3/10/2008 1:55:37 PM

 To my Master;  I think we dream so we don't have to be apart so long. If we're in each others dreams, we can be together all the time.

3/10/2008 12:50:47 PM

To all Masters and Doms please read my profile before contacting me.........it seems there are many of you who contact me w/o the reading of my profile which truly irritates me.  I am owned and loved by Master James......PERIOD.

3/1/2008 9:46:28 PM

I had the best 50th birthday ever February 23rd.  Master James surprised me with a visit to Pagosa Springs/Wolf Creek CO and then over to Santa Fe NM.  I absolutely love Colorado but would never go back to Santa Fe NM.  A lot of money with no class.  As they say; money does not breed class.  None the less, he showed me the best time.  Long drive and not enough time. 

2/11/2008 5:02:21 PM
My Master has been the delight in my life, the fire in my heart and the love that I have never been able to secure until this time.  I have never been in love with a man until I met Jim.  He has shown me how to love myself and therefore how to love others.  I am opening up for the first time in my life and he has been the inspiration.   I love you Jim more then you will ever know.  In my heart you are mine.

your blessing,

Carla
1/25/2008 5:41:56 PM

In two days we will be together 6 months and it gets better and better.  You are my heart, you are my breath, you are my soul.

your blessing

1/23/2008 10:27:30 AM

I adore you Master James.

Love,

Your blessing

12/23/2007 3:59:47 PM
Master James and myself will be together 5 months December the 27th.........it could not be any better.  Thank you Jim for a wonderful 5 months.  Your blessing
11/14/2007 9:26:59 AM
It will be four months tomorrow that Jim and I have been together.  It is amazing how it just gets better and better.  He is so loving, kind, considerate and sweet.  Last night he called me his Barbie.  He has some very endearing names for me.  We are like the melding of two souls........all the cogs mesh.
9/7/2007 5:28:59 PM
A Dom had contacted me about 6 weeks back and we just took it slow in the meeting but have since met and we are now focusing our attention on each other.  He is a very kind, loving man and Dom and allows me to be the strong woman that I am with the heart of a sub/slave.  He encourages my strength and independence but wants to take care of me as a woman/sub/slave.  We are taking it slow as he is totally aware that I just came from a relationship of long duration and need the time to find myself which I had started to do about 5 years ago but now that the butterfly has her wings she is learning to fly.

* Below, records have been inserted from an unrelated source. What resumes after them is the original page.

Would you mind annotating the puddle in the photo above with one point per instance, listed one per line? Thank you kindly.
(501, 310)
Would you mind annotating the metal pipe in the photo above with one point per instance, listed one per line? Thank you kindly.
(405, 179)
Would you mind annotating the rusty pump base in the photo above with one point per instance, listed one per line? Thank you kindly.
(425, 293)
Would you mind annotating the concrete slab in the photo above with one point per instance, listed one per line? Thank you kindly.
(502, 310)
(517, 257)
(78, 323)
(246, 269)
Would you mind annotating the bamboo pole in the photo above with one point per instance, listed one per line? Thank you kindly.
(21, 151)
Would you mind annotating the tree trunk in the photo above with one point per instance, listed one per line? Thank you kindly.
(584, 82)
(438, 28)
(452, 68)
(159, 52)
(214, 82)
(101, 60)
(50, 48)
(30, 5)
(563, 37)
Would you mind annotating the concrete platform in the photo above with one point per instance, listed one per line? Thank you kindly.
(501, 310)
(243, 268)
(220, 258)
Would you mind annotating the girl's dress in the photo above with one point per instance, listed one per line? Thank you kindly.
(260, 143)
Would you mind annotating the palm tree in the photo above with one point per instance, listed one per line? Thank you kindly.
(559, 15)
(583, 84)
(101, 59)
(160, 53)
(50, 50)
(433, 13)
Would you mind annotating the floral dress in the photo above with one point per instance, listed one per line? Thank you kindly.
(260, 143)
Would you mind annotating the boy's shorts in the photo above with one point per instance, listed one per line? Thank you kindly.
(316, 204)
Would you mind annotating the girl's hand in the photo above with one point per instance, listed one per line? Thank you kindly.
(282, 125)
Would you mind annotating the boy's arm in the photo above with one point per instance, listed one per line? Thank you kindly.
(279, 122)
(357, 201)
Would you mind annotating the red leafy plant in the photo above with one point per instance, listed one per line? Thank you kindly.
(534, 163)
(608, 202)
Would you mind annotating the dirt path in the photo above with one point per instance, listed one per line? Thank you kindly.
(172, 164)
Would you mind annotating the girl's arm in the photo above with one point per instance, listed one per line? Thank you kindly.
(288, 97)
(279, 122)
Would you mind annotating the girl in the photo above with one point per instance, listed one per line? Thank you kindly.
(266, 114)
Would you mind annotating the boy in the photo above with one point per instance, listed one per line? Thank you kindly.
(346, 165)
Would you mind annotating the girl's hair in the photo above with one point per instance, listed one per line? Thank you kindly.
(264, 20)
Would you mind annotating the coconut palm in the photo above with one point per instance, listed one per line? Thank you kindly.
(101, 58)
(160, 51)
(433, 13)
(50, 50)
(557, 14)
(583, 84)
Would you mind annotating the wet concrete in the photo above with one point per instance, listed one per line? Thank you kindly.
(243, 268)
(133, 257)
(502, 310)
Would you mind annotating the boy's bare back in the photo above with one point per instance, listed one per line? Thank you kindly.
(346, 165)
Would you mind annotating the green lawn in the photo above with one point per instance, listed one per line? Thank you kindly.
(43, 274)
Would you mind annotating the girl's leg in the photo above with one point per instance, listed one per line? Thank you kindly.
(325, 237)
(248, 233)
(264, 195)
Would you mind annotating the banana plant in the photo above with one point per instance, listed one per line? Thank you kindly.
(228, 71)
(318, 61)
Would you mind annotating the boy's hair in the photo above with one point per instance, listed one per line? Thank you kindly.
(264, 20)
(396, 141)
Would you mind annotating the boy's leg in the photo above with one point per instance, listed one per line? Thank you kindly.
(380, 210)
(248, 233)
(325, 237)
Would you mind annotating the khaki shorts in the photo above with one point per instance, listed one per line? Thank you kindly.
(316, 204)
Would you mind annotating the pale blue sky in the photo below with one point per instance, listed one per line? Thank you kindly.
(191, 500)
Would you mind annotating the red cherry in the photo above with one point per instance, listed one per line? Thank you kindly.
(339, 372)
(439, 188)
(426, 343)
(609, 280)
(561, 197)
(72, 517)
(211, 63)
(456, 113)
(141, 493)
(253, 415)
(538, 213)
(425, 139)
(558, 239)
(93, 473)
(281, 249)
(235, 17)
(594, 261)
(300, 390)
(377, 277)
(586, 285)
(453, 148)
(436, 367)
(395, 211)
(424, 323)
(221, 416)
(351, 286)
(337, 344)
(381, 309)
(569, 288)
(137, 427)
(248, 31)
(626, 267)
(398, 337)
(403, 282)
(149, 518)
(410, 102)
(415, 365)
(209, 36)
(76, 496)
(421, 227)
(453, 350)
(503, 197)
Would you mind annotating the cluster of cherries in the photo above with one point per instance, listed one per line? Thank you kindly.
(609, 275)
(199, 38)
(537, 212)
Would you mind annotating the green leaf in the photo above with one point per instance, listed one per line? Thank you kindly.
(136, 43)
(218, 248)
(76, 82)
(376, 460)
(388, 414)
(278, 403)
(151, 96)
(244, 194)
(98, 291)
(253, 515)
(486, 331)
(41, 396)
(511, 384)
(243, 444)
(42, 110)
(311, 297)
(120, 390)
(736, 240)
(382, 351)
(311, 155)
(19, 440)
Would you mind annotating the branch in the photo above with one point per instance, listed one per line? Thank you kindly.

He wants me to retain my Dom friends that can understand and respect their place in all of this.  So on that note I would enjoy retaining our friendship.
7/7/2007 3:24:37 PM

As most of you do not understand the meaning behind my profile I will share with you the summarization by a gentleman on Alt that laid it out cleanly and neatly for me and I am now sharing it with you;

Perhaps what you mean to say in your "essay" is simply that you are "everything that is feminine, demure, genteel, reserved, reverent, sensual, multi-orgasmic" and in need of the power felt when in the presence of a Masculine Male.........but you are NOT a "lifestyle submissive"? That I could understand.

6/25/2007 11:39:04 AM

If you do not understand the words I have posted in my profile you will not understand me

6/23/2007 4:44:16 PM

This is for you Sandman and these words came from the tips of your fingers..........I am not seeking "pseudo-doms”, and those lacking self-control or mutual respect.

3/23/2007 12:17:22 PM

When writing ones journal entries or composing ones profile please copy/paste and use spell check.  It is so easy and makes one look half way intelligent.